5 Dans l’entre-deux-guerres, ce sont surtout les Britanniques qui ont donné une importante contribution aux thèmes du fédéralisme et de la paix. À ce jour, il n’existe pas de recherches exhaustives sur ce sujet. En particulier, les origines intellectuelles du fédéralisme britannique – au delà de l’allusion évidente à Hamilton [7] – restent encore dans l’ombre, à l’exception des études de John Pinder [8]. Il faudrait aussi s’intéresser aux pionniers du fédéralisme impérial – Edward A. Freeman [9], Charles Dilke [10], John Robert Seeley [11], Henry Wickham Steed [12] et J.A. Froude [13] – et aux débats sur ces thèmes qui eurent lieu à la fin du XIXe siècle au sein de l’Empire britannique, et qui débouchèrent notamment, en 1884, sur la création de l’Imperial Federation League. Rappelons en particulier les œuvres de Lord Lothian, Lionel Curtis et Lionel Robbins, auxquels on pourrait ajouter celles d’auteurs [14] plus ou moins connus, tels que Harold Laski, William Beveridge, Henry Noel Brailsford, Barbara Wotton, Kenneth Wheare, Ivor Jennings, Ronald Gordon Mackay, Normann Angell, ou Arnold Toynbee.
6 Lionel Curtis fut le premier à entreprendre des études sur le problème de la paix et sur la nécessité d’instaurer un ordre politique international capable de permettre le développement harmonieux de la civilisation humaine. Son premier ouvrage à ce sujet, The Commonwealth of Nations [15] remonte à 1916 et son œuvre la plus complète, The Commonwealth of God [16] fut publiée en 1938. Mais il réfléchissait aux problèmes de la guerre et de la paix, ainsi qu’à une nouvelle organisation des relations internationales, depuis le début du siècle, époque à laquelle il avait partagé en Afrique du Sud avec Philip Henry Kerr (Lord Lothian) l’expérience du Kindergarten de Lord Milner [17]. Avec Lothian il avait collaboré au State, l’organe du Kindergarten qui soutenait l’union politico-administrative des quatre colonies sud-africaines. Par la suite, il collabora au « Round Table » et à la diffusion du Round Table Movement, fondé en 1910 dans le but de donner à l’Empire britannique des structures fédérales.

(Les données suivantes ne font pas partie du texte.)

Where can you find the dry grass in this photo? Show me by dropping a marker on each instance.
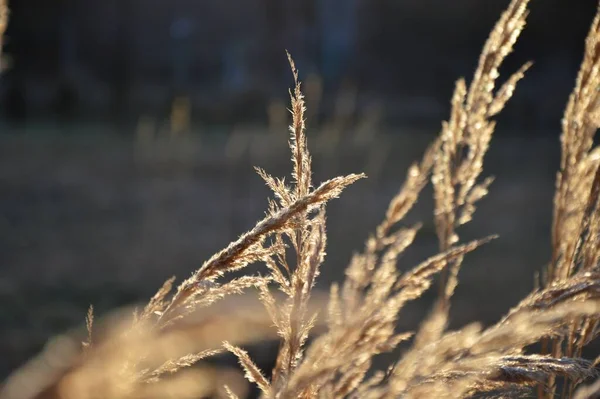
(151, 354)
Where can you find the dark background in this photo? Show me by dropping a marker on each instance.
(130, 128)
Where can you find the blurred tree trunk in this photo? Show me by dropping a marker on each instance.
(121, 72)
(274, 32)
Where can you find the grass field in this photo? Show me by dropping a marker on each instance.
(92, 217)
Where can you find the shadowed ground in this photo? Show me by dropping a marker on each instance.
(95, 218)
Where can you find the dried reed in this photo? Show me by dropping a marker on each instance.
(151, 356)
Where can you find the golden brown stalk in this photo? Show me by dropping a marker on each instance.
(249, 247)
(89, 323)
(576, 214)
(253, 374)
(466, 136)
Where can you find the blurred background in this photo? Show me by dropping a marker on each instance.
(129, 129)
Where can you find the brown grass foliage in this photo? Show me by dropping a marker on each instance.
(150, 354)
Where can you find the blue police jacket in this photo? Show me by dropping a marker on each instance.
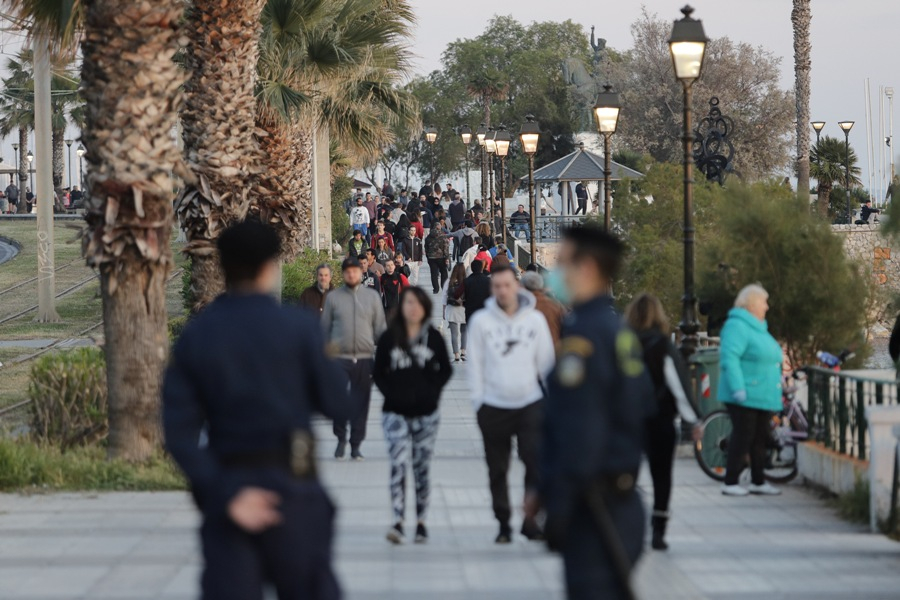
(252, 372)
(600, 393)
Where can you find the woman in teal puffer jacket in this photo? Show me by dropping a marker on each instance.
(750, 386)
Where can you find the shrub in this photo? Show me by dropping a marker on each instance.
(68, 398)
(301, 273)
(25, 465)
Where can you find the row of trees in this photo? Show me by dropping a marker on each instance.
(17, 110)
(250, 84)
(546, 69)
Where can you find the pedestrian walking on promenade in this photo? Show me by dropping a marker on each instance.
(750, 387)
(313, 297)
(599, 397)
(672, 391)
(454, 296)
(393, 282)
(477, 290)
(353, 319)
(552, 310)
(411, 370)
(437, 251)
(251, 373)
(510, 354)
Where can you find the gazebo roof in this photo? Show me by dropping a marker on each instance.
(582, 165)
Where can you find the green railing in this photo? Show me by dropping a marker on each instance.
(837, 408)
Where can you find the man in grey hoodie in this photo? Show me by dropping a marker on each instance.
(510, 354)
(353, 318)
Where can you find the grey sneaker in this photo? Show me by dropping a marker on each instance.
(734, 490)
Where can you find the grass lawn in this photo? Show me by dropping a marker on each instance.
(78, 311)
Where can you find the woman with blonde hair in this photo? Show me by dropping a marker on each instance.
(750, 362)
(672, 388)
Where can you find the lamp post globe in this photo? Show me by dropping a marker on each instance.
(530, 135)
(846, 126)
(606, 113)
(687, 45)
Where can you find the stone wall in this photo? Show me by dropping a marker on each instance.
(866, 245)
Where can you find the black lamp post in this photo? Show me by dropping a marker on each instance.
(465, 133)
(81, 152)
(606, 113)
(490, 147)
(30, 158)
(69, 149)
(480, 134)
(688, 46)
(847, 126)
(431, 138)
(502, 140)
(530, 135)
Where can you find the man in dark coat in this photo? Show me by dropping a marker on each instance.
(251, 373)
(313, 297)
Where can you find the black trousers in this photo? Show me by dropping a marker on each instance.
(751, 429)
(295, 556)
(359, 373)
(498, 426)
(438, 267)
(661, 438)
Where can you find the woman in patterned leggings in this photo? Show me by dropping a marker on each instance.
(411, 368)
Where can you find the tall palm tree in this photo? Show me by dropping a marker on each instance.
(219, 125)
(801, 19)
(132, 89)
(828, 166)
(327, 65)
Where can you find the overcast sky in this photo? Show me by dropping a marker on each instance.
(851, 41)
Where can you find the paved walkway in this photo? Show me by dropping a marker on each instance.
(118, 546)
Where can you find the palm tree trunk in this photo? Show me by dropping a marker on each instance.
(801, 19)
(219, 120)
(129, 210)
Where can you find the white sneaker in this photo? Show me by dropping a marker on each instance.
(734, 490)
(765, 489)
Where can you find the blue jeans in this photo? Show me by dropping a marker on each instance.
(517, 227)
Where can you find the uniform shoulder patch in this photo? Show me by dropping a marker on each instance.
(571, 368)
(629, 354)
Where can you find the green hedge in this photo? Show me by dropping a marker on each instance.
(69, 398)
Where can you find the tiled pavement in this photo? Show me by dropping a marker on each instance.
(118, 546)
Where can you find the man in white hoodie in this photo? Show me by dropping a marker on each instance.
(510, 354)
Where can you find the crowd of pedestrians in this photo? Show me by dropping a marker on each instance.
(554, 371)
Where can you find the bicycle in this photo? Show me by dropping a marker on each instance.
(789, 427)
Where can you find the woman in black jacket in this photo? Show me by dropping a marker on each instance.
(673, 397)
(411, 368)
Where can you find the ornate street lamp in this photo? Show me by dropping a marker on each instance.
(465, 133)
(490, 147)
(502, 140)
(69, 149)
(530, 135)
(30, 158)
(606, 113)
(687, 45)
(431, 138)
(847, 126)
(81, 152)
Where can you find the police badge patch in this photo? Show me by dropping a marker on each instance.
(572, 365)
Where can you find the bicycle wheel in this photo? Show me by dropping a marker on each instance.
(781, 456)
(711, 451)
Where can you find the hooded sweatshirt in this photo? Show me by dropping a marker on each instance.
(509, 357)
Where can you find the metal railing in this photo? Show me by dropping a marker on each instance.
(837, 408)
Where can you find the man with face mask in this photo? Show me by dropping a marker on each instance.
(599, 396)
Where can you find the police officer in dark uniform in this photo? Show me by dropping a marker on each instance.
(599, 395)
(252, 373)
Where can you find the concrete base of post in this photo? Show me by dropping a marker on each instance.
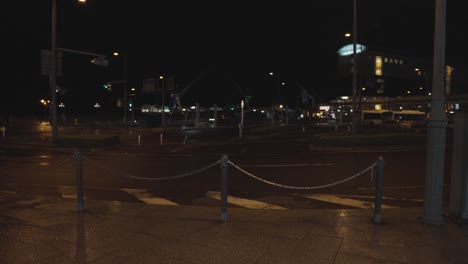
(223, 217)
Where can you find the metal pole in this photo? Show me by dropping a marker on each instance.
(354, 114)
(215, 117)
(224, 174)
(378, 192)
(79, 182)
(436, 126)
(163, 120)
(53, 73)
(125, 91)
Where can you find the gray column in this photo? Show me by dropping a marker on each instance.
(437, 125)
(459, 177)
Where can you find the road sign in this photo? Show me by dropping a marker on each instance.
(148, 86)
(46, 63)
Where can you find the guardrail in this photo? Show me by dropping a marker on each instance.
(224, 162)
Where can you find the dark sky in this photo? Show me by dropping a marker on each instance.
(232, 44)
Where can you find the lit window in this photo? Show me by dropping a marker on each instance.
(378, 65)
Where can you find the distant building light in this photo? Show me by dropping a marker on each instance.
(349, 49)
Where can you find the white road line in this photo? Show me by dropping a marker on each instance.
(396, 187)
(343, 201)
(383, 198)
(288, 165)
(145, 196)
(247, 203)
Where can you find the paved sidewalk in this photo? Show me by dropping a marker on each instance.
(114, 232)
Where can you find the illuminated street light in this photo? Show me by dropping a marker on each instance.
(53, 68)
(124, 88)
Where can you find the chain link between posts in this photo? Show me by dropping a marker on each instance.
(370, 168)
(153, 178)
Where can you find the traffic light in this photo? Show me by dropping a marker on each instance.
(107, 86)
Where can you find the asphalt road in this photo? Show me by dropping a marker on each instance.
(270, 170)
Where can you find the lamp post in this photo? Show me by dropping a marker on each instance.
(354, 116)
(125, 108)
(53, 71)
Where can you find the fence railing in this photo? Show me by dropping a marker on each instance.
(376, 168)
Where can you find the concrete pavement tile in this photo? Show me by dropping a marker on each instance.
(357, 222)
(393, 252)
(179, 229)
(62, 259)
(320, 248)
(14, 251)
(352, 233)
(290, 259)
(73, 251)
(386, 261)
(427, 253)
(348, 258)
(361, 248)
(384, 234)
(271, 229)
(109, 259)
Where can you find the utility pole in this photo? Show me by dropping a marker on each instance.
(163, 120)
(437, 126)
(354, 117)
(53, 73)
(125, 91)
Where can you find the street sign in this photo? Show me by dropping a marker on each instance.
(100, 61)
(46, 63)
(148, 86)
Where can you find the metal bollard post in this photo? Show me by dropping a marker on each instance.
(79, 182)
(378, 192)
(224, 174)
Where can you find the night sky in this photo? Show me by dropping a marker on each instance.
(229, 46)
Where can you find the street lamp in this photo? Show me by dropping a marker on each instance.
(354, 116)
(116, 54)
(424, 74)
(53, 70)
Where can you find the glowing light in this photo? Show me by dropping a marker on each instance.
(349, 49)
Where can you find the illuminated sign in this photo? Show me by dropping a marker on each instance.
(349, 49)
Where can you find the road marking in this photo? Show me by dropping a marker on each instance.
(344, 201)
(384, 198)
(247, 203)
(288, 165)
(396, 187)
(147, 197)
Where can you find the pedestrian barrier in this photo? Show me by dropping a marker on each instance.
(224, 163)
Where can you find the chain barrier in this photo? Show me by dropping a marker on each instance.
(371, 167)
(149, 178)
(62, 163)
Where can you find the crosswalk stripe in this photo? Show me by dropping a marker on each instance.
(148, 198)
(344, 201)
(247, 203)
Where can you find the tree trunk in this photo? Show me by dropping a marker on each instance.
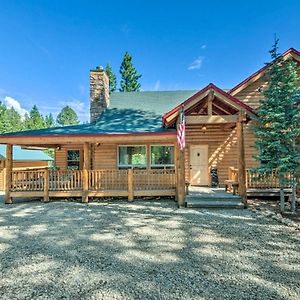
(281, 183)
(294, 186)
(281, 199)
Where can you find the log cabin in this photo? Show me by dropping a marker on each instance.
(23, 159)
(129, 148)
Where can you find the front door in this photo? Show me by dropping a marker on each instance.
(199, 164)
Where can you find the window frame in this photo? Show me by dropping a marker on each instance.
(162, 166)
(132, 166)
(79, 161)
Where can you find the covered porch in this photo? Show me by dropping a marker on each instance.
(90, 179)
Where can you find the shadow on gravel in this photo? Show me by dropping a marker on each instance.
(143, 250)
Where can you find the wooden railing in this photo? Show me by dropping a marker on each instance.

7 Le but de Curtis n’était pas simplement la prévention de la guerre, mais aussi la recherche d’un principe moral et religieux capable de permettre aux hommes de surmonter la crise de civilisation dans laquelle ils se débattaient depuis de la Première Guerre mondiale. Ses interlocuteurs étaient des membres de cercles intellectuels, des théoriciens, des universitaires, en un mot tous ceux qui étaient en charge de proposer des idées aux hommes d’État – pour qu’ils puissent les traduire à leur tour en actions politiques concrètes – et aux Églises. Il s’agissait, selon Curtis, de remédier à l’anarchie des États-nations grâce à la création progressive d’un gouvernement mondial – un Commonwealth international – de caractère fédéral, afin de sauver la civilisation et son progrès et de permettre le maintien de la paix. Par Commonwealth international, l’auteur entendait un ensemble de nations séparées les unes des autres, avec des gouvernements distincts, et un État unitaire qui les comprendrait toutes et posséderait un gouvernement responsable envers les peuples, auquel était réservées les compétences de la guerre et de la paix et de la politique étrangère [18]. Pour être en mesure de faire face à ses obligations, le gouvernement fédéral devrait avoir le pouvoir de prélever des impôts directement auprès des citoyens de ces États. Le caractère fédéral de cet État était donc évident.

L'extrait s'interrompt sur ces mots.